One reason Woven rallies around makers and craftsmen is the conviction that draws an individual to return to traditional crafts. What would compel a person to spend eight hours a day making one handmade product, that a modern machine could effortlessly churn out 1,000 in the same span. It is this profundity of cause and craft that we seek, with each craftsman or woman having their own unique point of entry. In a post-industrialized world, these makers connect us to a love of labour our assembly lines and efficiency metrics can’t seem to provide, and remind us of what slow can offer, why less is still more.
For folks like Alex Devol, it’s all about carving away what is excess. From his remote woodshop in the northwestern English countryside, Alex has fashioned a career from fallen timber and bits of wood found not far from his home. It’s a picture of of stripped down simplicity, like peeling back the bark on a new tree. As serene as it sounds, Wooden & Woven was born from the crucible of discontent, and a mid-course correction for Alex and his craft. It’s a pursuit of what it means to make better products, tell better stories about what we make or buy, and trading in trend for products that will stand the test of time.

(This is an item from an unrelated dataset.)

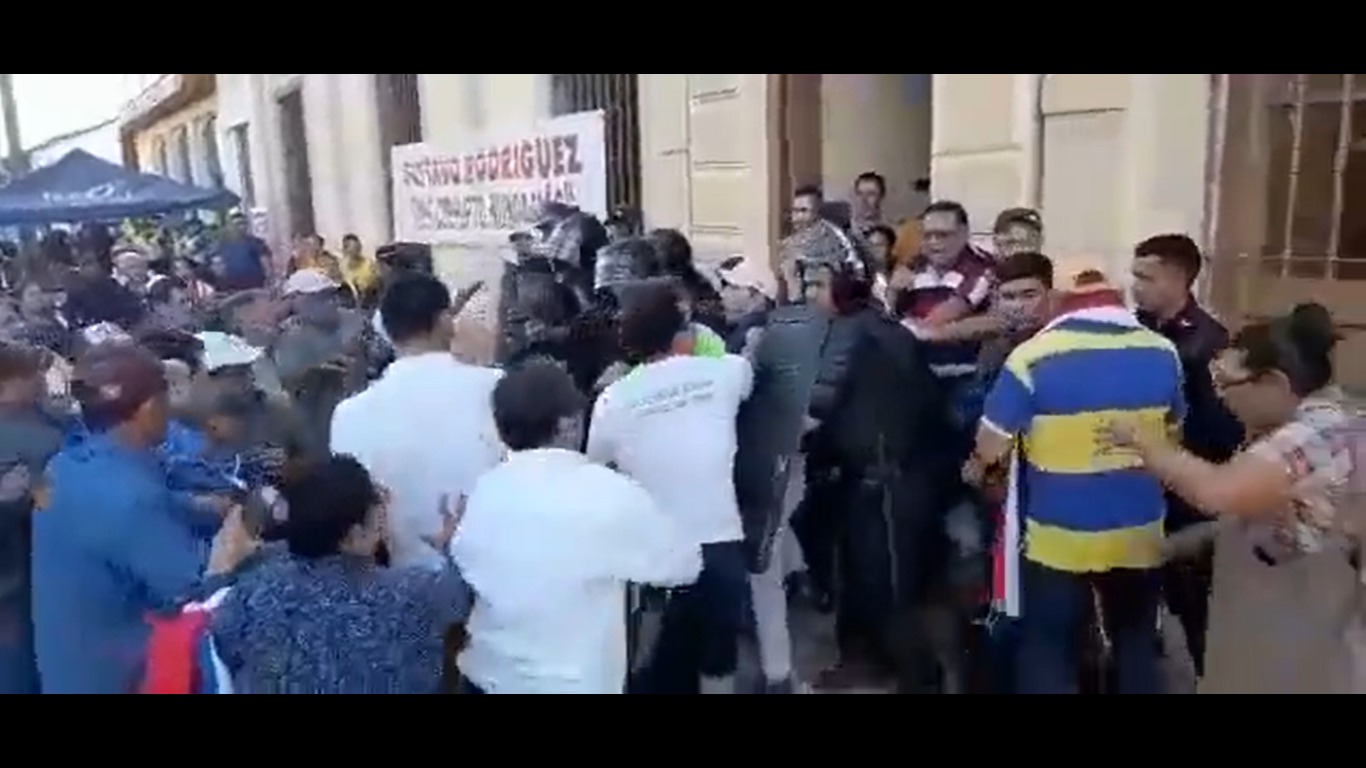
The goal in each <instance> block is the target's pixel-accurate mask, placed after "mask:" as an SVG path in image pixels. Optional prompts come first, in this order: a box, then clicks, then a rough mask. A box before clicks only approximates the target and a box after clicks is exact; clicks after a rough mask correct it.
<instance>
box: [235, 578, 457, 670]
mask: <svg viewBox="0 0 1366 768" xmlns="http://www.w3.org/2000/svg"><path fill="white" fill-rule="evenodd" d="M471 603H473V596H471V593H470V589H469V586H466V584H464V581H463V579H462V578H460V574H459V571H458V570H455V568H454V567H448V568H445V570H441V571H428V570H425V568H377V567H376V566H374V563H373V562H370V560H362V559H357V558H350V556H344V555H337V556H332V558H322V559H318V560H306V559H302V558H295V556H291V555H290V553H287V552H281V553H277V555H275V556H266V559H265V562H262V563H261V564H260V566H258V567H255V568H253V570H251V571H250V573H247V574H243V575H242V577H240V578H239V579H238V582H236V584H235V586H234V588H232V592H229V593H228V596H227V600H224V603H223V605H220V607H219V609H217V611H214V612H213V619H212V631H213V641H214V646H216V648H217V652H219V657H220V659H221V660H223V663H224V666H225V667H227V668H228V671H229V674H231V675H232V683H234V689H235V691H236V693H240V694H433V693H440V687H441V671H443V660H444V649H445V634H447V629H448V627H451V625H455V623H460V622H463V620H464V619H466V618H467V616H469V612H470V605H471Z"/></svg>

What distinguishes Alex’s approach as a woodworker is the honesty and experience he brings to design, hardwon over ten years among the ranks of fast fashion. After dropping out of university and flying to Australia on his would-be tuition funds, he fell into freelance work to make ends meet. At first it was illustration and art, that led into graphic and product design back in the UK. “When you take whatever job gets offered to you, you end up doing lots of interesting things,” he remembers. As a young creative, the perks were good enough, getting fed and a roof overhead, but as time wore on the practicality of life as a just-above-starving artist set in. “For the first couple of years you’re living quite hand-to-mouth. Then at some point you have a little freak out and think, “Am I going to do this for the rest of my life, or am I going to get a real job?” Entrepreneurial at heart, getting a “real job” for Alex meant starting his own brand selling his designs on hand-printed t-shirts.